Cependant, le poème médiéval le plus célèbre de l'Islande, la Vǫluspá ("La prophétie de la voyante"), semble évoquer ce à quoi ressemblait l'éruption. Le poème, daté de 961, annonce la fin des dieux païens de l'Islande et l'avènement d'un dieu nouveau et unique: en d'autres termes, la conversion de l'Islande au christianisme, lequel fut officialisé au tournant du XIème siècle.

 

La fin du monde des anciens dieux

Une partie du poème décrit une éruption terrible avec des explosions de feu éclairant le ciel, et le soleil obscurci par d'épais nuages ​​de cendre et de vapeur: "Le soleil commence à noircir, la terre s'enfonce dans la mer; les étoiles brillantes se dispersent du ciel. La vapeur jaillit de ce qui nourrit la vie, la flamme vole haut contre le ciel même."

Le poème décrit également des étés froids tels qu'il s'en produiraient après une gigantesque éruption, et les chercheurs lient ces descriptions au spectacle et aux impacts de l'éruption de l'Eldgjá, ​​la plus grande en Islande depuis sa colonisation.

L'imagerie apocalyptique du poème marque la fin ardente du monde des anciens dieux. Les chercheurs suggèrent que ces vers dans le poème ont peut-être été destinés à raviver les terribles souvenirs de l'éruption afin d'impulser l'énorme changement religieux et culturel qui se déroule en Islande dans les dernières décennies du Xème siècle.

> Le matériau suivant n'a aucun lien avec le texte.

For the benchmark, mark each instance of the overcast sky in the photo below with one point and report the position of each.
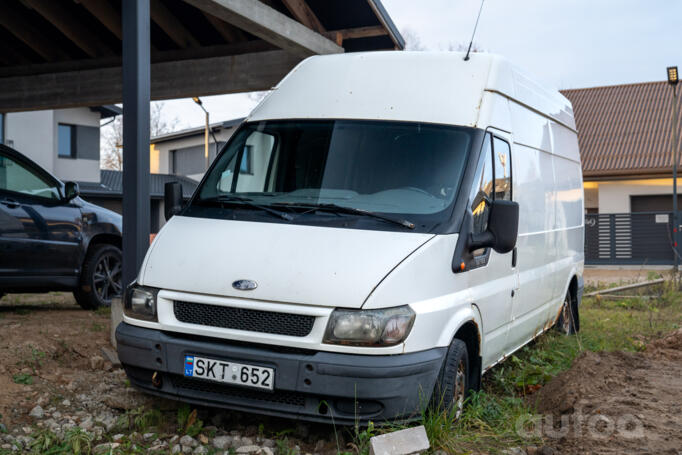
(566, 43)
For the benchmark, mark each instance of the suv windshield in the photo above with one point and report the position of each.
(327, 170)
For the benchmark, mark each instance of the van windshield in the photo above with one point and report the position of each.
(404, 170)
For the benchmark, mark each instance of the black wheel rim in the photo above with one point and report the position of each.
(566, 316)
(459, 394)
(107, 278)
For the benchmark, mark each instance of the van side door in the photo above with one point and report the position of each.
(491, 276)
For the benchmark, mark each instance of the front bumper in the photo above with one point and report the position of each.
(309, 385)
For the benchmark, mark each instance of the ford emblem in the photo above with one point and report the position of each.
(245, 285)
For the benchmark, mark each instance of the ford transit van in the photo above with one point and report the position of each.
(380, 231)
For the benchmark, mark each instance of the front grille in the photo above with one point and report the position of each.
(278, 396)
(296, 325)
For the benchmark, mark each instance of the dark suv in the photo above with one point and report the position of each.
(51, 239)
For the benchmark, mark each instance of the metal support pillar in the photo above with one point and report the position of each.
(676, 220)
(136, 92)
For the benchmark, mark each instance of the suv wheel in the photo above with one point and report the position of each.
(100, 278)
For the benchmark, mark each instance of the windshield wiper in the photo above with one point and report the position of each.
(351, 210)
(249, 202)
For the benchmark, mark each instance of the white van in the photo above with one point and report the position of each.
(352, 253)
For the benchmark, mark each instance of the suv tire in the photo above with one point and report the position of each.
(100, 277)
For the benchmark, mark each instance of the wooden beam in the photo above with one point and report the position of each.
(17, 25)
(55, 13)
(106, 14)
(170, 24)
(157, 56)
(229, 32)
(176, 79)
(303, 14)
(360, 32)
(269, 24)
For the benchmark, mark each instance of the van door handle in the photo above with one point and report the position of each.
(11, 203)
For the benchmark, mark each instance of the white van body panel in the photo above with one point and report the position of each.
(205, 256)
(310, 269)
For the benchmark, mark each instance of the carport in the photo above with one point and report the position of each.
(68, 53)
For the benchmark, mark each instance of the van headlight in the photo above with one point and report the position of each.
(385, 327)
(140, 302)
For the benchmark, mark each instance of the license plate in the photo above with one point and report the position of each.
(229, 372)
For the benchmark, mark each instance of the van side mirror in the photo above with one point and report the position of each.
(503, 228)
(172, 199)
(71, 190)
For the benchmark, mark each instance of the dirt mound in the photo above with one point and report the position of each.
(669, 347)
(616, 402)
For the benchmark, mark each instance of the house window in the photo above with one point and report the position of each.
(246, 166)
(66, 141)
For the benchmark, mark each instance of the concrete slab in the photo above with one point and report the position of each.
(403, 442)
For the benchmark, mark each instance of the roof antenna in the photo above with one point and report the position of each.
(466, 57)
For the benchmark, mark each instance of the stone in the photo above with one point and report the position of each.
(37, 412)
(87, 424)
(187, 440)
(403, 442)
(222, 442)
(111, 356)
(96, 362)
(248, 449)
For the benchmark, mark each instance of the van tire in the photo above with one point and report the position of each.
(568, 322)
(87, 294)
(452, 387)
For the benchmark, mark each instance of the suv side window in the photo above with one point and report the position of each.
(482, 191)
(16, 177)
(503, 177)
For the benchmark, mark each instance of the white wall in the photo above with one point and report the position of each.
(614, 196)
(35, 135)
(86, 170)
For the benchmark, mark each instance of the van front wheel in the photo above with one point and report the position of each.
(569, 322)
(452, 387)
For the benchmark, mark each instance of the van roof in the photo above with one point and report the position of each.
(432, 87)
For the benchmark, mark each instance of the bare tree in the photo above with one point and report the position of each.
(412, 41)
(111, 143)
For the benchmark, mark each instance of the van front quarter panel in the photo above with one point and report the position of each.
(337, 263)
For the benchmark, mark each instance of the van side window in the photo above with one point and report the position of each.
(503, 171)
(482, 191)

"Avec une date ferme pour l'éruption, de nombreuses données dans les chroniques médiévales se lisent comme des conséquences probables - les observations en Europe d'une brume atmosphérique extraordinaire; des hivers rigoureux; et des étés froids, des mauvaises récoltes; et les pénuries alimentaires ", a déclaré Oppenheimer. "Mais le plus frappant est le style presque de témoignage oculaire avec lequel l'éruption est décrite dans la Vǫluspá . L'interprétation du poème comme une prophétie de la fin des dieux païens et leur remplacement par un dieu unique, suggère que les souvenirs de cette terrible éruption volcanique ont été délibérément invoqués pour encourager la christianisation de l'Islande."